Although Baker said forming and maintaining an involved block club is difficult because there are sometimes too many strong personalities and opinions, she said the positive aspects of feeling safe, secure and connected outweigh the small internal conflicts.
Policy analyst John Marron said internal conflicts among neighborhood block clubs usually do not result in huge calamities, but instead, the sense of security created among neighbors is the foundation to a better quality of life.
“If you look out and see everyone as friends or acquaintances, you’re going to have more of a positive outlook and feel more secure,” said Marron, who specializes in community and neighborhood development at the Indiana University Public Policy Institute.
Dara Salk, constituent services liaison for Ald. Pawar, said when neighbors are connected, they are able to help and care for one another in times of need.
“It makes people stay in the neighborhood,” said Salk, who manages community outreach and block club support. “Why would you want to leave?”

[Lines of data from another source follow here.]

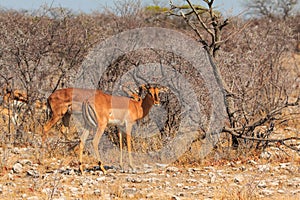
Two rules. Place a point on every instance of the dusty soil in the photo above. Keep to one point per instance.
(24, 177)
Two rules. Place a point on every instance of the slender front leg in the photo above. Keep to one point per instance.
(121, 148)
(128, 138)
(83, 138)
(96, 141)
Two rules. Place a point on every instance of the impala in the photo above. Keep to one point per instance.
(99, 110)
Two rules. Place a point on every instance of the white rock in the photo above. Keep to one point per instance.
(263, 168)
(33, 198)
(101, 179)
(238, 179)
(262, 184)
(172, 169)
(97, 192)
(265, 155)
(174, 197)
(18, 168)
(212, 177)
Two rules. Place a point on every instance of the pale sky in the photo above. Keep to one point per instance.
(227, 7)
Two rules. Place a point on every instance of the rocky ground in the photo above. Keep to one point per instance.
(22, 177)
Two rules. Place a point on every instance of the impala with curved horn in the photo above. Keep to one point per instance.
(99, 110)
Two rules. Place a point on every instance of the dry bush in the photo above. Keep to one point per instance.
(253, 65)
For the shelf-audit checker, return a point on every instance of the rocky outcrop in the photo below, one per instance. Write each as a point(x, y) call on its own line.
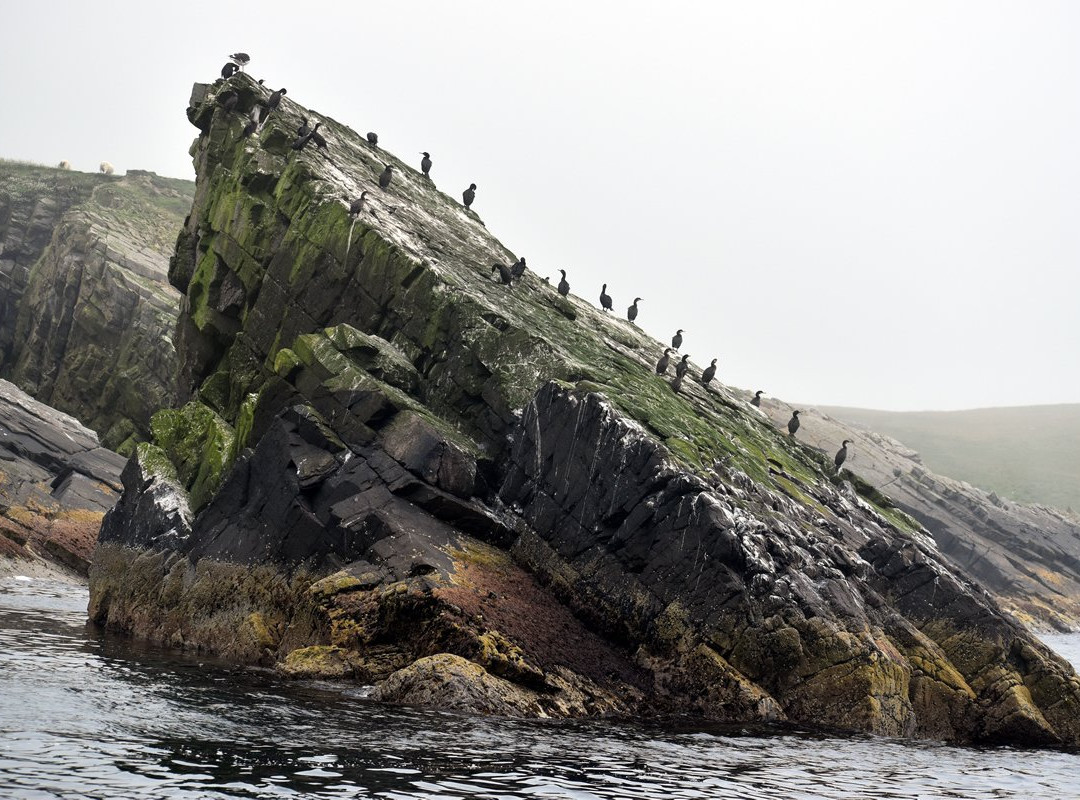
point(55, 485)
point(91, 309)
point(1027, 555)
point(391, 469)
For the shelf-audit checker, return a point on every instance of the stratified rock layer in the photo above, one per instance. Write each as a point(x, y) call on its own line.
point(393, 469)
point(89, 312)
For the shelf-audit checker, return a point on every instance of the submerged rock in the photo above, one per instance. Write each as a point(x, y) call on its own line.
point(472, 499)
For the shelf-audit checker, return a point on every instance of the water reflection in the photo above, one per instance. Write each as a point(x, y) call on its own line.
point(84, 715)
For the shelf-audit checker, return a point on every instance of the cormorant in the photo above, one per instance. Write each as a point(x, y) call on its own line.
point(275, 98)
point(503, 273)
point(682, 367)
point(709, 373)
point(664, 361)
point(358, 205)
point(841, 455)
point(301, 141)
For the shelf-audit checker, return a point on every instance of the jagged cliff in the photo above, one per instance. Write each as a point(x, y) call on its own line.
point(1027, 555)
point(394, 469)
point(88, 312)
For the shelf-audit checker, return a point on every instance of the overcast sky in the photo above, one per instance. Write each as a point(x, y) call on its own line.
point(854, 203)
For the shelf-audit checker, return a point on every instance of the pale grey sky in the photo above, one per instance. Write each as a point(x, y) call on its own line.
point(854, 203)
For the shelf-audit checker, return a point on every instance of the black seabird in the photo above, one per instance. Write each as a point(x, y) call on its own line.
point(564, 287)
point(301, 141)
point(709, 373)
point(841, 455)
point(358, 205)
point(605, 298)
point(664, 361)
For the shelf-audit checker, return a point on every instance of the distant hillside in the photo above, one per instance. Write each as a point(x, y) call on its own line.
point(1030, 453)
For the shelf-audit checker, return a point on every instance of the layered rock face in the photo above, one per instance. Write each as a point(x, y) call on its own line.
point(393, 469)
point(56, 482)
point(1027, 555)
point(90, 325)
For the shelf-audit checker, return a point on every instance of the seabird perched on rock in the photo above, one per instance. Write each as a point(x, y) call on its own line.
point(709, 373)
point(301, 141)
point(275, 98)
point(841, 455)
point(358, 205)
point(664, 361)
point(504, 274)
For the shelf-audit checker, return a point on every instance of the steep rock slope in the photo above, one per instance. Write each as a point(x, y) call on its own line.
point(1027, 555)
point(91, 324)
point(394, 469)
point(55, 485)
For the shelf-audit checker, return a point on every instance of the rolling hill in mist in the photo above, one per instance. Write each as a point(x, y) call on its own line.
point(1028, 453)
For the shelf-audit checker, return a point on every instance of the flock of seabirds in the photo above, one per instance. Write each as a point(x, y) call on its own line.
point(507, 275)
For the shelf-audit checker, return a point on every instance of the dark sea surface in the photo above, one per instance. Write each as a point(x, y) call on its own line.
point(86, 715)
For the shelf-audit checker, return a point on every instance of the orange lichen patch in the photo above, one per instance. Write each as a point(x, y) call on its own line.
point(508, 599)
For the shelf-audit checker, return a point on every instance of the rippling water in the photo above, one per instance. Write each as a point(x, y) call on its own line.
point(83, 715)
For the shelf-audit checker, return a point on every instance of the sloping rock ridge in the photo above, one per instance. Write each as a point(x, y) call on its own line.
point(1027, 555)
point(56, 482)
point(88, 309)
point(391, 469)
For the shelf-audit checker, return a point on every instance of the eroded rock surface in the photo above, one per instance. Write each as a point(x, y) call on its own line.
point(403, 473)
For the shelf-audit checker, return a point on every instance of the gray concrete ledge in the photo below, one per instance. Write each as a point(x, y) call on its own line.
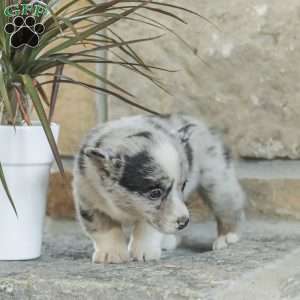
point(264, 265)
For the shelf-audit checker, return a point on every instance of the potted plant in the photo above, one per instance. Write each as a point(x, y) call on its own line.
point(37, 40)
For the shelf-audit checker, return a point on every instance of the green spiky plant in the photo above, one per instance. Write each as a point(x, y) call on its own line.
point(25, 71)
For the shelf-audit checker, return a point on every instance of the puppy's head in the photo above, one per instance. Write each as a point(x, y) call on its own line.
point(148, 181)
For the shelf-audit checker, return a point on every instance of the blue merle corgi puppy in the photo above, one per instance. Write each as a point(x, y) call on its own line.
point(140, 171)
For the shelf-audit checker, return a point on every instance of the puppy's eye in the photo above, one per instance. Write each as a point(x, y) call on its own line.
point(183, 186)
point(155, 194)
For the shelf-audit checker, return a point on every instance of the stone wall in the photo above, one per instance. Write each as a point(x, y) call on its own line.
point(249, 84)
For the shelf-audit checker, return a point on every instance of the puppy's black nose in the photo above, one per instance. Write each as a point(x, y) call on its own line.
point(182, 222)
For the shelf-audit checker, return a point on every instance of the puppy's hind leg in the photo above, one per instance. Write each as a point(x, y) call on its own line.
point(110, 244)
point(225, 197)
point(145, 242)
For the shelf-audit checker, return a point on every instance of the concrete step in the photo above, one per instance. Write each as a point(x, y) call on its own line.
point(264, 265)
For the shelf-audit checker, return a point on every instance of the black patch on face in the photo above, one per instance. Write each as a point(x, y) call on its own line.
point(138, 168)
point(205, 194)
point(227, 155)
point(214, 131)
point(98, 143)
point(87, 215)
point(169, 189)
point(143, 134)
point(81, 162)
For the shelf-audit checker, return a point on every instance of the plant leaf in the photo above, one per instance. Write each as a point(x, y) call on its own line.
point(5, 186)
point(4, 94)
point(55, 89)
point(29, 87)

The Police Department helps residents organize their neighborhoods by deploying community organizers to work with neighbors and to support traditional law enforcement strategies, said Beth Ford, deputy director of the Police Department. Resources such as the Police Department’s CAPS website, which recommends starting a block club from the ground up by recruiting volunteers, organizing a meeting and listening carefully to the issues neighbors share, provide information for residents interested in forming their own clubs.
Depending on the needs and desires of a neighborhood, block clubs work as both formal and informal institutions, Marron said. To be successful, block clubs need to be formed by the right personalities and for the right reasons, he said.
“It’s not always been a big group hug,” Baker said. “Anytime you work with people, you have to deal with people.” However, she said her neighbors treat one another with mutual respect, regardless of conflicting views. “You can’t do it alone, and you can’t keep up the energy alone.”